La peur était grande à la Cour.
D’abord, on n’en avait rien dit. Puis, on avait dit : « Ce n’est rien. » Et
là-dessus la Pompadour était venue voir sa fille à Paris, dîner chez un ami.
Tout pâle, il lui dit : « Mais, madame ! ne dînez pas ici. Vous allez être mise
en pièces. » Elle fuit, elle vole, rentre jaune à Versailles.

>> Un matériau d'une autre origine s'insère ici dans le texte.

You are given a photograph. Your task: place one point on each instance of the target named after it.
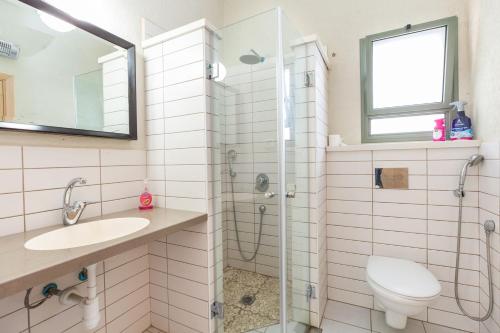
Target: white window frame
(450, 89)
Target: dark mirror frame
(132, 90)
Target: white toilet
(401, 288)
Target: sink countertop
(21, 268)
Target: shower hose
(457, 265)
(262, 210)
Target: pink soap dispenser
(439, 133)
(146, 199)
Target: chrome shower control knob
(489, 226)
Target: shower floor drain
(247, 300)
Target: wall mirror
(59, 74)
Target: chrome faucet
(73, 211)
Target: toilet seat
(392, 295)
(402, 278)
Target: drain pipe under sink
(89, 304)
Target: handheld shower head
(472, 161)
(475, 160)
(231, 156)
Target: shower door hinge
(309, 79)
(213, 71)
(310, 292)
(217, 310)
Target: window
(408, 79)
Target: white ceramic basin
(86, 234)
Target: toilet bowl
(401, 288)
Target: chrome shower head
(232, 154)
(475, 160)
(252, 59)
(472, 161)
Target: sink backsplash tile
(33, 181)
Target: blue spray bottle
(461, 127)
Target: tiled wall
(489, 203)
(115, 92)
(179, 164)
(33, 181)
(250, 130)
(418, 224)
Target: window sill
(407, 145)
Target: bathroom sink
(86, 234)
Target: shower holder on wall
(262, 182)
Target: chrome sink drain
(247, 300)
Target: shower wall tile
(180, 164)
(417, 224)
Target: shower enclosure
(261, 221)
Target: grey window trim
(450, 91)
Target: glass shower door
(295, 164)
(261, 249)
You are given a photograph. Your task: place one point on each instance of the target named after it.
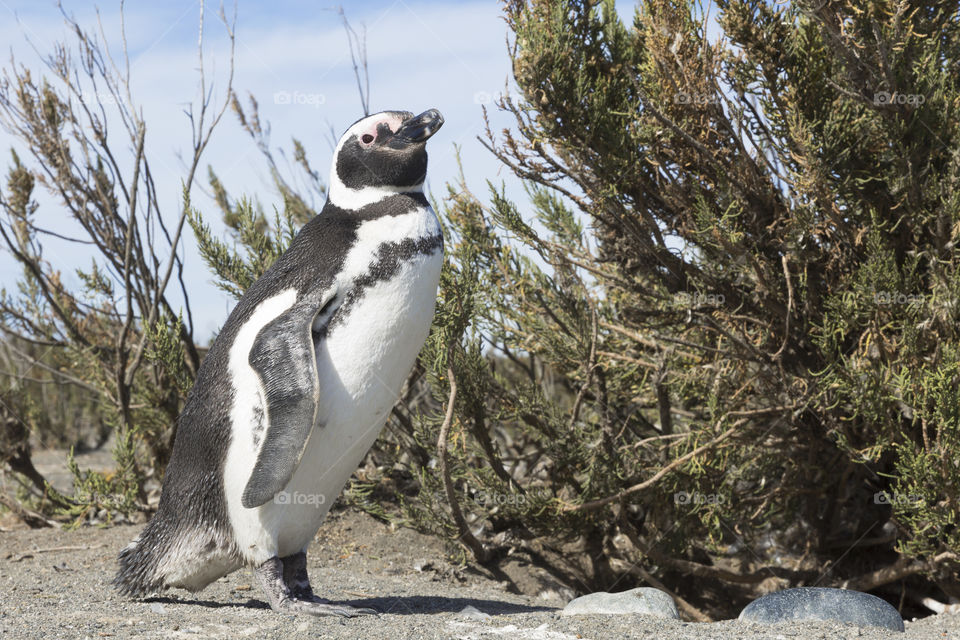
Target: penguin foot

Tous sont pénétrés de terreur.
Le 23 mai, ce fut bien pis. Ayant
toute la Maison du roi, une armée, on tremblait. On mit des gardes au pont de
Sèvres et au défilé de Meudon. On eût dit que déjà la Bastille était prise, ou
que les affamés du 6 octobre étaient en marche. Versailles est confondu. Les
femmes se suspendent au roi, l’enlacent. Il ne faut pas qu’il fasse le voyage
de Compiègne. Qu’il reste avec ses gardes, bien entouré de sa Maison armée.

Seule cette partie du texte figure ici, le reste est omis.